В 1924 году весной вокруг Маршака еще едва-едва начинал собираться первый отряд детских писателей. Вот-вот должен был появиться Житков, издавался (или предполагался?) детский журнал при «Ленинградской правде». Начинал свою работу Клячко – основал издательство «Радуга»». Маршак написал «Детки в клетке», «Пожар». Лебедев сделал рисунки «Цирк». Его уверенные, даже властные высказывания о живописи положили свой отпечаток и на всей нашей работе. Но все это едва-едва начиналось. Была весна. Я приходил со своей рукописью в знакомую комнату окнами на Таврический сад. И мы работали. Для того, чтобы объяснить мне, почему плохо то или иное место рукописи, Маршак привлекал и Библию, и Шекспира, и народные песни, и Пушкина, и многое другое, столь же величественное или прекрасное. Года через два мы, неблагодарные, подсмеивались уже над этим его свойством. Но ведь он таким образом навеки вбивал в ученика сознание того, что работа над рукописью дело божественной важности. И когда я шел домой или бродил по улицам с Маршаком, то испытывал счастье, чувствовал, что не только выбрался на дорогу, свойственную мне, но еще и живу отныне по-божески. Делаю великое дело. Написав книжку, я опять уехал в «Кочегарку». Вернувшись в Ленинград, я ужасно удивился тому, что моя «Балалайка» вышла в свет – и только! Ничего не изменилось в моей судьбе и вокруг. Впрочем, я скоро привык к этому. Во всяком случае, люди, которых я уважал, меня одобряли, а остальные стали привыкать к тому, что я не актер, а пишу. К этому времени Самуил Яковлевич со всей страстью ринулся делать журнал «Воробей». (Впрочем, кажется, журнал назывался уже «Новый Робинзон» в те дни?) Каждая строчка очередного номера обсуждалась на редакционных заседаниях так, будто от нее зависело все будущее детской литературы. И это мы неоднократно высмеивали впоследствии, не желая видеть, что только так и можно было работать, поднимая дело, завоевывая уважение к детской литературе, собирая и выверяя людей. Появился Житков. Они с Маршаком просиживали ночами, – Житков писал первые свои рассказы. Тогда он любил Маршака так же, как я. Еще и подумать нельзя было, что Борис восстанет первым на учителя нашего и весна, вдруг, перейдет в осень. Но это случилось позже. (А я говорю о весне 1924 года.)
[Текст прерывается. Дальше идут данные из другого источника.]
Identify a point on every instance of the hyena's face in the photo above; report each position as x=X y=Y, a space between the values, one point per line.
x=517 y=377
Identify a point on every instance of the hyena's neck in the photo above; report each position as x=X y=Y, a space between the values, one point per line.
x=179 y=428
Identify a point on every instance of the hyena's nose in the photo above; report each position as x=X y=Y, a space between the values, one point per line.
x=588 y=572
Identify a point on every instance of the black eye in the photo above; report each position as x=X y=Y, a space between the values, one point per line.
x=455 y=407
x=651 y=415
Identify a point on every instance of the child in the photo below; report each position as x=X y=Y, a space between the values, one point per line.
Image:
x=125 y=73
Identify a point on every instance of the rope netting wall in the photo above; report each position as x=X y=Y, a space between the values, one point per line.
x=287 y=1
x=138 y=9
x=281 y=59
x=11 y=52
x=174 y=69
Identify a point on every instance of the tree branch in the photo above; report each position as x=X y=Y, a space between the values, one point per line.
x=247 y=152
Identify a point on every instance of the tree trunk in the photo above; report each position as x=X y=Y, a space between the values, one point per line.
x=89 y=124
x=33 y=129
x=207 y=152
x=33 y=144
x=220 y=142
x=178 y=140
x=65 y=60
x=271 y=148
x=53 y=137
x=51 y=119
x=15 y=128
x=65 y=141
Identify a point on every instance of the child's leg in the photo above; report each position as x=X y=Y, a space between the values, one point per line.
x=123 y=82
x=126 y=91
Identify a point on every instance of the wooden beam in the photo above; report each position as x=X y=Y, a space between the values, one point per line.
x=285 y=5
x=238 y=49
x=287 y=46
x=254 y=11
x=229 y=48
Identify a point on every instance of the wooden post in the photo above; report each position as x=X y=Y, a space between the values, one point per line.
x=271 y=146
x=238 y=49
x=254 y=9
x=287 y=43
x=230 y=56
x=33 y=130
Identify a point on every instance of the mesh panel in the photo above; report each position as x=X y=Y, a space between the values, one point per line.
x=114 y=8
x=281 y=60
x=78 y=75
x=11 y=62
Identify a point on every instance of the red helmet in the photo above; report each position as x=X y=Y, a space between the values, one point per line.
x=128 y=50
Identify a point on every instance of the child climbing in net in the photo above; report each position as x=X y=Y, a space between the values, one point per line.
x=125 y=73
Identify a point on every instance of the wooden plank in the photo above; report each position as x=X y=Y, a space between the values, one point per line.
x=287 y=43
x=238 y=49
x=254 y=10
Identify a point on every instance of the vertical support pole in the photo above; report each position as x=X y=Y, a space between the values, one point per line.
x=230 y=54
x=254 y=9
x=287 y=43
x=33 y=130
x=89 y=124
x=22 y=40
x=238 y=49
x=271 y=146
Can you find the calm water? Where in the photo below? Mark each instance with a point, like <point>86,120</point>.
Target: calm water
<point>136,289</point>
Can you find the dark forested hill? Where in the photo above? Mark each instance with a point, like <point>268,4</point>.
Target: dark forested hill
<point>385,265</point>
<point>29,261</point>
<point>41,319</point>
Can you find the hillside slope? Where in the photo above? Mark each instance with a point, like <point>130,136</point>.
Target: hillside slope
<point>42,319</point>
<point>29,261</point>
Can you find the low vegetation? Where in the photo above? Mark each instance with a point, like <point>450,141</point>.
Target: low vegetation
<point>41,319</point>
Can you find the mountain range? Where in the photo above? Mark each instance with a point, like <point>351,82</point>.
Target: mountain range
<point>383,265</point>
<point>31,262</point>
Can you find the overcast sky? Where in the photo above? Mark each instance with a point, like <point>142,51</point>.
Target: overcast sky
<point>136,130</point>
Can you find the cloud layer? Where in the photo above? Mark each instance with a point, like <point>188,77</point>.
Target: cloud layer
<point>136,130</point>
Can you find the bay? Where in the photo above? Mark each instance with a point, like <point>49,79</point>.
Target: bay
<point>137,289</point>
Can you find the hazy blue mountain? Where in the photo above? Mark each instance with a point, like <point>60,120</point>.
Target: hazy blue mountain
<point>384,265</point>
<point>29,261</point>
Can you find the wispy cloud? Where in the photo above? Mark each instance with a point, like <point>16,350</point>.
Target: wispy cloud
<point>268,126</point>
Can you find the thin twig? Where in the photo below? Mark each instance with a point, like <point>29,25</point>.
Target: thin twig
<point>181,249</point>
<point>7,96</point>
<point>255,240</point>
Итак – была весна 24-го года, время, которое начало то, что не кончилось еще в моей душе и сегодня. Поэтому весна эта – если вглядеться как следует, без всякого суеверия, без предрассудков – стоит рядом, рукой подать. Я приходил к Маршаку чаще всего к вечеру. Обычно он лежал. Со здоровьем было худо.

Он не мог уснуть. У него мертвели пальцы. Но тем не менее он читал то, что я принес, и ругал мой почерк, утверждая, что буквы похожи на помирающих комаров. И вот мы уходили в работу. Я со своей обычной легкостью был ближе к поверхности, зато Маршак погружался в мою рукопись с головой. Если надо было найти нужное слово, он кричал на меня сердито: «думай, думай!» Мы легко перешли на ты, так сблизила нас работа. Но мое «ты» было полно уважения. Я говорил ему: «ты, Самуил Яковлевич». До сих пор за всю мою жизнь не было такого случая, чтобы я сказал ему: «ты, Сема». – «Думай, думай!» – кричал он мне, но я редко придумывал то, что требовалось. Я был в работе стыдлив. Мне требовалось уединение. Угадывая это, Самуил Яковлевич чаще всего делал пометку на полях. Это значило, что я должен переделать соответствующее место – дома. Объясняя, чего он хочет от меня, Маршак, как я уже говорил, пускал в ход величайшие классические образцы, а сам приходил и меня приводил в одухотворенное состояние. Если в это время появлялась Софья Михайловна и звала обедать, он приходил в детское негодование. «Семочка, ты со вчерашнего вечера ничего не ел!» – «Дайте мне работать! вечно отрывают». – «Семочка!» – «Ну я не могу так жить. Ох!» – и задыхаясь он хватался за сердце. Когда работа приходила к концу, Маршак не сразу отпускал меня. Как многие нервные люди, он с трудом переходил из одного состояния в другое. Если ему надо было идти куда-нибудь, требовал, чтобы я шел провожать его. На улице Маршак был весел, заговаривал с прохожими, задавая им неожиданные вопросы. Почти всегда и они отвечали ему весело. Только однажды пьяный, которого Самуил Яковлевич спросил: «Гоголя читали?» – чуть не застрелил нас. Проводив Маршака, я шел домой, в полном смысле слова переживая все, что услышал от него. Поэтому я и помню, будто сам пережил, – английскую деревню, где калека на вопрос: как поживаете? – кричал весело: отлично! Помню Стасова, который шел с маленьким гимназистом Маршаком в Публичную библиотеку, помню Горького, всегда [дальше неразб. строчка].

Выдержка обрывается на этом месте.